К тому времени, когда Квиллерен вернулся в Хламтаун, Ив пустила слух, что он – частный детектив с двумя злобными сиамскими котами, обученными нападать.
– Это так? – поинтересовался молодой человек с бакенбардами в «Бабушкином сундуке».
– Это правда? – спросила владелица магазина под вывеской «Только кресла».
– К сожалению, нет, – ответил Квиллерен. – Я всего лишь газетчик, который выполняет отнюдь не такую романтическую работу.
Хозяйка прикрыла глаза.
– Я представляю вас йоркширским виндзорским креслом. Каждый человек напоминает какое-то кресло. Вот это маленькое изящное шератоновское – балерина. Этот английский чиппендейл очень похож на моего домовладельца. А вы – йоркширское виндзорское. Только задумайтесь об этом на минутку, и все ваши друзья превратятся в кресло.

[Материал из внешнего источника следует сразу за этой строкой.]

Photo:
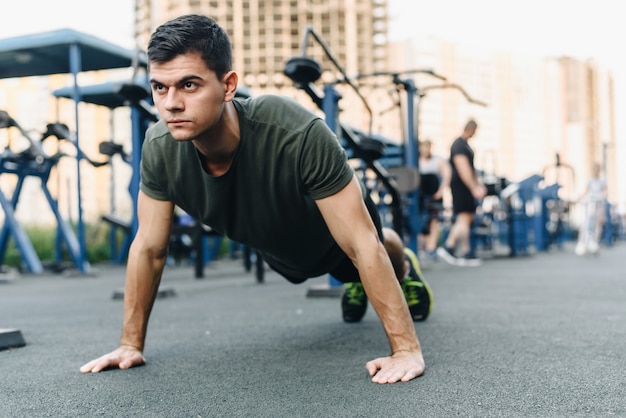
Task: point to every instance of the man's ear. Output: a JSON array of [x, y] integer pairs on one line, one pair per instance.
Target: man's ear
[[230, 80]]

После сомнительных теорий Прантца, предположений Ив и речей о человекокреслах, Квиллерен почувствовал некоторое облегчение при знакомстве с миссис Макгаффи. Она показалась ему куда более респектабельной, несмотря на странное название магазина. Но хозяйка вполне разумно объяснила и последнее недоумение:
– Это все старинные деревянные сосуды. «Ноггин» – с ручкой, как чашка. «Пиггин» похож на ковш. Феркин" использовали для хранения продуктов.
– Откуда вы знаете?
– Из книг. Когда нет покупателей, я сижу здесь и читаю. Хорошая работа для школьной учительницы на пенсии. Если вам нужна литература по истории Америки или антиквариату, только попросите.
– А у вас есть что-нибудь о Хламтауне? Меня особенно интересует особняк Коббов.
– Самый значительный дом на нашей улице! Построен Уильямом Тауном Спенсером, известным аболиционистом, в 1855 году. У Уильяма было двое младших братьев, Джеймс и Филипп, которые построили рядом такие же здания, только поменьше размером. Кроме того, у него была незамужняя сестра Матильда, слепая от рождения. Погибла в тридцать два года упав с лестницы в доме брата.
Она говорила с уверенностью, понравившейся Квиллерену. Он был по горло сыт слухами и путаными псевдоидеями.
– Я заметил, что жители Хламтауна склонны падать и погибать при этом, – сказал он. – Странно, что это началось еще тогда.
Женщина печально покачала головой.
– Бедная миссис Кобб! Сможет ли она по-прежнему держать магазин без мужа?
– Мне говорили, что Си Си был своего рода живым огнем Хламтауна.
– Возможно, и так… Но, честно говоря, я терпеть не могла этого человека. Он был ужасно невоспитан! Нельзя так вести себя в цивилизованном обществе. Я считаю, что настоящей потерей для нас была гибель Эндрю Гланца. Прекрасный юноша, такой многообещающий и настоящий ученый! У меня есть право говорить о нем с гордостью, потому что именно я научила Энди читать двадцать пять лет назад на севере штата, в Бойервиле. Ах, он был таким смышленым парнишкой! И грамотным. Я знала, что когда-нибудь он станет писателем.
Ее морщинки лучились.
– Он писал статьи об антиквариате?
– Да, но еще и роман, от которого у меня осталось смешанное впечатление. Энди дал мне прочитать первые десять глав. Я, естественно, не стала огорчать его, но… Не одобряю эту отвратительную современную литературу! И тем не менее говорят, что она популярна.
– А где происходило действие романа Энди?
– В общине антикваров вроде нашей, но там существовали всякие антипатичные герои: алкоголики, игроки, гомосексуалисты, проститутки, торговцы наркотиками, прелюбодеи! – Миссис Макгаффи содрогнулась. – О, Боже! Если бы наша улица была хоть чуть похожа на ту, что у него в книге, я, наверное, завтра же закрыла бы магазин!
Квиллерен погладил усы.
– А вы не думаете, что в Хламтауне происходит нечто подобное?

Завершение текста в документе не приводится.